In January 2011, at the Appellant’s request, all of its land was declassified as managed forest land.

In April 2011, the Council notified the Appellant that the exit fee for declassification of the land was $312,957.20. The Appellant requested that the Council reconsider the exit fee determination.

In November 2011, the Council issued a reconsideration decision, which upheld the Council’s April 2011 decision regarding the exit fee.

The Appellant appealed the reconsideration decision to the Forest Appeals Commission. The Appellant raised three main arguments:

  1. no exit fee should be payable because the Appellant’s land was private managed forest land for more than 15 consecutive years when the Appellant/Cable Bay purchased the land;
  2. section 2(1) of the Regulation should be interpreted as requiring the Council to refrain from levying an exit fee until the development process has concluded, such that the portion of land that will be “gifted” to Nanaimo as park land is known; and
  3. the portion of the land that will be “gifted” to Nanaimo or subject to a right of way or easement under the Master Plan should be exempt from the exit fee under sections 3(1)(a) and (c) of the Regulation.

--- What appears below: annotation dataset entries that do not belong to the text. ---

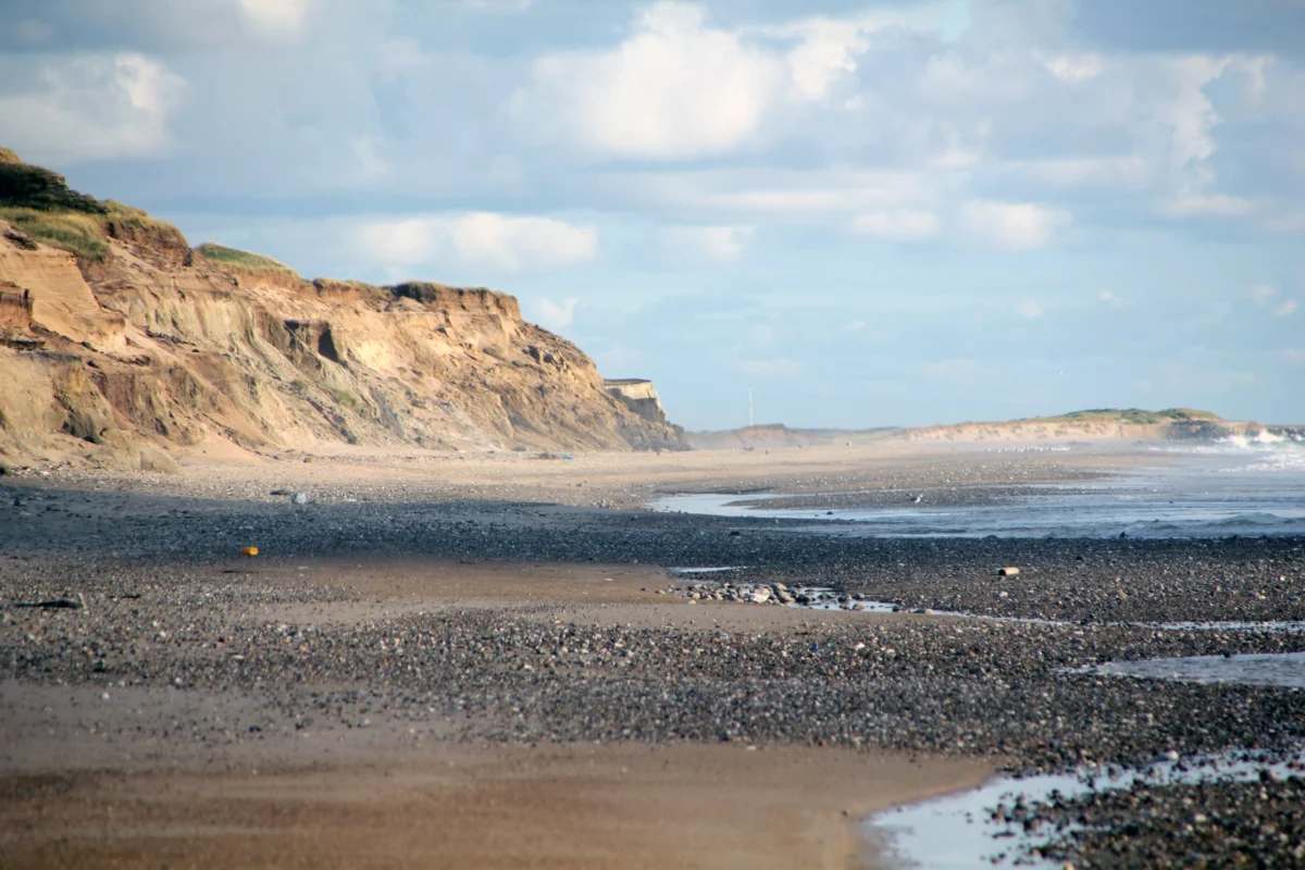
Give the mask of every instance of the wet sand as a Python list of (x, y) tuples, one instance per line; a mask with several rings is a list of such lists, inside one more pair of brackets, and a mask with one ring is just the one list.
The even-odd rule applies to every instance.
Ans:
[[(228, 612), (238, 623), (384, 623), (468, 605), (542, 618), (542, 604), (595, 622), (692, 621), (689, 608), (652, 600), (649, 584), (667, 575), (651, 567), (232, 565), (228, 577), (347, 595)], [(731, 616), (756, 629), (805, 622), (761, 608)], [(260, 719), (264, 704), (252, 691), (0, 681), (3, 866), (850, 867), (870, 860), (856, 820), (994, 770), (792, 745), (468, 742), (381, 719), (251, 730), (241, 715)], [(240, 720), (241, 737), (192, 738), (223, 717)], [(163, 733), (134, 734), (142, 720)]]
[[(4, 866), (855, 866), (874, 860), (860, 815), (1000, 767), (1297, 745), (1301, 693), (1079, 670), (1305, 648), (1138, 623), (1300, 618), (1300, 540), (852, 540), (637, 509), (711, 488), (1018, 488), (1144, 459), (21, 471), (0, 480)], [(1023, 573), (996, 578), (1007, 563)], [(688, 565), (1053, 621), (690, 604), (663, 567)], [(54, 599), (86, 607), (13, 607)]]

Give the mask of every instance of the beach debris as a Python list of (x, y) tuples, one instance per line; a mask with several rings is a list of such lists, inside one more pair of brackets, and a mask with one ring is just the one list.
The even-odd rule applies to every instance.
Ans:
[(50, 599), (48, 601), (16, 601), (16, 608), (39, 608), (42, 610), (84, 610), (86, 599), (81, 592), (74, 599)]

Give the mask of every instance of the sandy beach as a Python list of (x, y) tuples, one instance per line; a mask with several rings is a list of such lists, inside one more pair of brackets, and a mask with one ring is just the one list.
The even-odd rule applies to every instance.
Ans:
[[(4, 866), (878, 866), (873, 811), (998, 770), (1289, 747), (1305, 721), (1300, 693), (1071, 673), (1301, 648), (1142, 625), (1305, 617), (1298, 539), (842, 539), (642, 509), (1151, 459), (1126, 450), (236, 459), (0, 481)], [(698, 597), (666, 570), (693, 565), (902, 612)], [(57, 600), (78, 607), (14, 607)]]

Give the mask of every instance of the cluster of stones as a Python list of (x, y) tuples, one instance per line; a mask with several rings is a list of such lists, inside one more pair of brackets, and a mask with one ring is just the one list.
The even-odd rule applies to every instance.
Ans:
[(786, 583), (694, 583), (686, 587), (672, 587), (690, 601), (727, 601), (736, 604), (799, 604), (827, 605), (837, 603), (847, 610), (860, 609), (865, 596), (859, 592), (835, 592), (833, 590), (813, 590), (790, 587)]

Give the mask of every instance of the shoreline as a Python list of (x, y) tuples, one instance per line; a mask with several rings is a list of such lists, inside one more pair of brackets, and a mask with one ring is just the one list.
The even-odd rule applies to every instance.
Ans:
[[(655, 459), (649, 462), (655, 466)], [(548, 793), (562, 801), (576, 794), (557, 783), (572, 781), (566, 776), (589, 770), (590, 762), (602, 771), (592, 793), (621, 794), (626, 773), (620, 768), (630, 763), (612, 759), (647, 753), (675, 759), (645, 766), (647, 800), (662, 794), (663, 806), (686, 811), (686, 820), (669, 831), (710, 822), (716, 806), (729, 802), (728, 789), (713, 792), (711, 783), (728, 773), (736, 792), (767, 796), (737, 817), (735, 830), (760, 826), (788, 844), (783, 848), (820, 852), (826, 847), (797, 836), (801, 826), (793, 819), (825, 798), (795, 788), (801, 781), (795, 771), (808, 770), (816, 790), (831, 781), (846, 785), (837, 806), (829, 803), (821, 817), (837, 823), (842, 833), (835, 839), (846, 845), (860, 822), (843, 810), (859, 817), (870, 806), (855, 800), (856, 789), (880, 789), (872, 797), (893, 803), (890, 798), (925, 796), (912, 788), (937, 794), (977, 784), (998, 767), (1051, 771), (1084, 759), (1137, 764), (1168, 751), (1194, 757), (1236, 747), (1246, 734), (1268, 747), (1305, 738), (1301, 693), (1066, 672), (1104, 660), (1305, 650), (1300, 635), (1158, 634), (1117, 623), (1158, 614), (1305, 618), (1297, 595), (1305, 586), (1301, 539), (848, 540), (776, 532), (758, 520), (547, 501), (568, 488), (587, 489), (586, 498), (606, 501), (621, 492), (634, 498), (671, 485), (672, 477), (677, 485), (728, 479), (732, 485), (769, 480), (800, 488), (839, 477), (850, 485), (867, 479), (889, 485), (891, 477), (932, 473), (941, 485), (957, 470), (983, 476), (989, 470), (971, 466), (992, 464), (990, 457), (970, 454), (936, 462), (932, 451), (878, 455), (842, 468), (821, 455), (769, 464), (740, 455), (724, 470), (688, 471), (676, 464), (679, 457), (663, 459), (668, 464), (652, 471), (612, 466), (611, 457), (572, 460), (579, 466), (535, 460), (547, 468), (513, 483), (530, 468), (530, 460), (513, 458), (474, 484), (448, 475), (403, 483), (402, 468), (377, 476), (375, 468), (341, 466), (324, 473), (320, 463), (298, 463), (295, 471), (307, 468), (307, 477), (290, 477), (288, 485), (222, 468), (166, 485), (116, 476), (0, 479), (0, 511), (7, 511), (0, 517), (0, 716), (8, 717), (5, 733), (25, 736), (0, 758), (8, 775), (0, 814), (27, 819), (25, 836), (35, 837), (29, 845), (39, 852), (55, 848), (60, 835), (30, 815), (34, 801), (72, 811), (86, 806), (94, 792), (85, 789), (97, 781), (119, 788), (136, 777), (163, 776), (161, 784), (170, 776), (192, 784), (197, 780), (185, 777), (217, 777), (204, 800), (245, 814), (244, 833), (236, 826), (175, 836), (185, 833), (187, 819), (209, 818), (211, 801), (185, 811), (179, 805), (168, 824), (180, 828), (150, 827), (158, 818), (147, 814), (132, 817), (138, 824), (124, 828), (140, 835), (134, 849), (185, 841), (202, 852), (214, 843), (257, 839), (256, 822), (277, 818), (251, 809), (266, 806), (249, 797), (253, 767), (261, 771), (260, 788), (273, 788), (268, 771), (286, 771), (287, 763), (298, 770), (275, 780), (277, 788), (299, 796), (292, 801), (298, 809), (286, 810), (287, 824), (300, 819), (303, 830), (334, 830), (347, 814), (320, 814), (307, 801), (316, 801), (317, 790), (333, 790), (320, 779), (329, 775), (312, 775), (321, 788), (308, 788), (309, 775), (295, 759), (348, 771), (338, 779), (339, 796), (354, 793), (346, 783), (359, 794), (384, 790), (386, 779), (420, 772), (423, 758), (449, 760), (449, 753), (523, 758), (527, 768), (532, 757), (553, 759), (530, 770), (553, 783)], [(1047, 464), (1043, 454), (1007, 459), (998, 470), (1006, 476), (1040, 479), (1066, 467)], [(1108, 472), (1104, 462), (1084, 458), (1079, 464)], [(574, 487), (577, 476), (585, 487)], [(288, 496), (269, 494), (305, 480), (322, 501), (299, 506)], [(240, 557), (239, 548), (251, 544), (265, 554)], [(996, 578), (996, 566), (1009, 563), (1023, 573)], [(659, 595), (684, 582), (662, 565), (749, 565), (743, 573), (749, 582), (818, 579), (908, 608), (1060, 622), (690, 604)], [(85, 609), (8, 607), (78, 593)], [(215, 721), (223, 715), (219, 707), (231, 719)], [(577, 755), (568, 762), (559, 753)], [(912, 766), (912, 758), (923, 767)], [(515, 768), (504, 764), (495, 773), (501, 781), (535, 781), (513, 780)], [(859, 779), (860, 766), (865, 776)], [(120, 773), (95, 780), (93, 772), (104, 770)], [(681, 779), (658, 779), (662, 770)], [(428, 775), (448, 787), (446, 772), (432, 768)], [(371, 777), (371, 785), (358, 785), (359, 776)], [(425, 785), (412, 788), (425, 796), (422, 801), (435, 801)], [(518, 790), (485, 793), (485, 806), (508, 806), (504, 801), (538, 789)], [(693, 793), (715, 797), (693, 803)], [(247, 798), (252, 802), (241, 805)], [(130, 801), (132, 813), (146, 811)], [(547, 822), (552, 806), (547, 800), (535, 805), (531, 830), (565, 827)], [(615, 839), (607, 856), (621, 854), (621, 836), (656, 840), (655, 830), (638, 828), (651, 814), (638, 811), (637, 801), (609, 817), (603, 806), (595, 797), (564, 814), (566, 824), (587, 818), (596, 832), (609, 832)], [(418, 817), (406, 813), (395, 818), (418, 826)], [(510, 827), (502, 828), (501, 841), (523, 848), (526, 828), (514, 833)], [(703, 839), (701, 854), (710, 857), (716, 841)], [(572, 848), (576, 861), (559, 858), (557, 866), (585, 860), (581, 843), (569, 843), (559, 840), (557, 854)], [(418, 854), (435, 847), (412, 848)], [(40, 856), (57, 866), (55, 853)]]

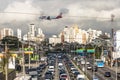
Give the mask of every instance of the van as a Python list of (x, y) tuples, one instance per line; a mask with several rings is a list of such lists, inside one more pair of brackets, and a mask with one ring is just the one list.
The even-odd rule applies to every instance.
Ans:
[(85, 75), (82, 74), (77, 75), (77, 80), (85, 80)]

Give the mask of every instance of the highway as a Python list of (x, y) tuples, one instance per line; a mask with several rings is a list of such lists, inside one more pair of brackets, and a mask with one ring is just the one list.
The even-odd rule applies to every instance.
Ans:
[[(93, 60), (89, 60), (89, 59), (86, 59), (87, 61), (90, 62), (90, 65), (93, 66)], [(74, 60), (74, 62), (76, 62)], [(93, 71), (92, 70), (87, 70), (87, 64), (86, 66), (81, 64), (79, 62), (79, 66), (80, 68), (82, 69), (83, 67), (85, 68), (85, 73), (88, 75), (89, 79), (92, 80), (93, 79)], [(111, 77), (105, 77), (104, 74), (105, 72), (110, 72), (111, 73)], [(115, 80), (116, 79), (116, 73), (115, 71), (109, 69), (108, 67), (103, 67), (103, 68), (98, 68), (98, 71), (97, 72), (94, 72), (95, 76), (98, 77), (100, 80)]]

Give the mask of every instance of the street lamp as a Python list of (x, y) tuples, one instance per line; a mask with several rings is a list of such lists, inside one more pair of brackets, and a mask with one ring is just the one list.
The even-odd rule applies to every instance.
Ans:
[(115, 71), (115, 72), (116, 72), (116, 80), (117, 80), (117, 73), (118, 73), (118, 70), (117, 70), (117, 68), (118, 68), (118, 59), (117, 59), (117, 58), (118, 58), (118, 57), (117, 57), (117, 56), (119, 56), (119, 55), (118, 55), (119, 53), (120, 53), (120, 46), (119, 46), (118, 49), (117, 49), (116, 61), (115, 61), (115, 62), (116, 62), (116, 63), (115, 63), (115, 64), (116, 64), (116, 71)]
[[(92, 45), (92, 47), (94, 48), (94, 50), (97, 48), (97, 47), (99, 47), (100, 45), (101, 45), (101, 43), (98, 43), (98, 44), (91, 44)], [(94, 47), (95, 46), (95, 47)], [(95, 66), (95, 51), (94, 51), (94, 55), (93, 55), (93, 68), (94, 68), (94, 66)], [(94, 72), (94, 70), (93, 70), (93, 78), (95, 77), (95, 72)]]

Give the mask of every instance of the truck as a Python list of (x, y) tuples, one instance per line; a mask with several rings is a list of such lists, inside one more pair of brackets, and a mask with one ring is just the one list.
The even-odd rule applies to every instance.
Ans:
[(82, 74), (77, 75), (77, 80), (85, 80), (85, 75)]

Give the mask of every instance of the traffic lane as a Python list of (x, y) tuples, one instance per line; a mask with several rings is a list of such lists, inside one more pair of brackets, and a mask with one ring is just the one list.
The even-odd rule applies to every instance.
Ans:
[(54, 80), (59, 80), (58, 72), (59, 72), (59, 70), (58, 70), (58, 59), (56, 59)]
[[(110, 72), (109, 70), (107, 70), (106, 68), (99, 68), (98, 69), (98, 72), (103, 74), (103, 76), (105, 77), (105, 72)], [(105, 77), (106, 79), (109, 79), (109, 80), (114, 80), (116, 78), (116, 75), (112, 74), (111, 73), (111, 77)]]
[[(86, 66), (85, 66), (85, 64), (84, 65), (81, 64), (81, 63), (79, 63), (79, 64), (80, 64), (81, 69), (83, 67), (85, 68), (87, 74), (89, 74), (90, 79), (93, 79), (93, 71), (92, 71), (92, 69), (91, 70), (87, 70), (87, 64), (86, 64)], [(93, 66), (93, 64), (91, 64), (91, 63), (89, 65), (91, 67)], [(100, 80), (105, 80), (104, 76), (102, 74), (98, 73), (98, 72), (95, 72), (95, 76), (98, 77)]]
[[(65, 60), (65, 59), (64, 59)], [(65, 71), (67, 73), (67, 76), (68, 76), (68, 80), (71, 80), (71, 76), (70, 76), (70, 73), (68, 71), (68, 65), (65, 64), (64, 60), (62, 61), (64, 67), (65, 67)]]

The Appellant requested that the Commission rescind the Council’s reconsideration decision and exempt all of the Appellant’s land from the exit fee; or alternatively, recalculate the exit fee based on exemptions for the portions of land that are designated for future use as parks, public utilities and right of ways.

The Commission found that, when the Appellant’s land was declassified in 2011, it had not been classified as managed forest land for more than 15 consecutive years, and therefore, it was not exempt from the exit fee under section 2(5) of the Regulation. Although Cable Bay may have intended for the land to remain in the managed forest class when it purchased the land in 2005, Cable Bay’s failure to file a management commitment for the land, as required by the legislation, led to the declassification. The Commission found that Cable Bay should have been aware of the applicable legal requirements, and the Appellant, as Cable Bay’s corporate successor, cannot seek an exemption under section 2(5).

In addition, the Commission held that the legislative framework requires the Council to determine the exit fee when the land is declassified, rather than at a future date when the development process is complete. In particular, the language in section 2(1) of the Regulation requires the Council to determine the exit fee when the land is declassified under the Assessment Act. The Council has no discretion to delay the determination of the exit fee, and even if it did, the process would be unmanageable because the Council would have to monitor proposed developments to determine when they are complete. The Commission also found that delaying the determination of the exit fee would be contrary to the statutory scheme, which encourages owners of private forest land to manage their land for forestry over the long term in return for a lower tax rate on the land.

Finally, the Commission held that when the Appellant’s land was declassified in 2011, none of it fell within the exemptions in sections 3(1)(a) or (c) of the Regulation. Section 3(1) states that the exemptions apply to declassified land that “is” gifted to a government or “is” subject to a right of way or easement. When the Appellant’s land was declassified, none of it had been transferred to Nanaimo. Furthermore, the OCP Bylaw could be amended in the future to change the land uses contemplated in the Master Plan. Consequently, the designations in the Master Plan should not be taken as certainties upon which exemptions from the exit fees may rest.

Accordingly, the appeal was dismissed.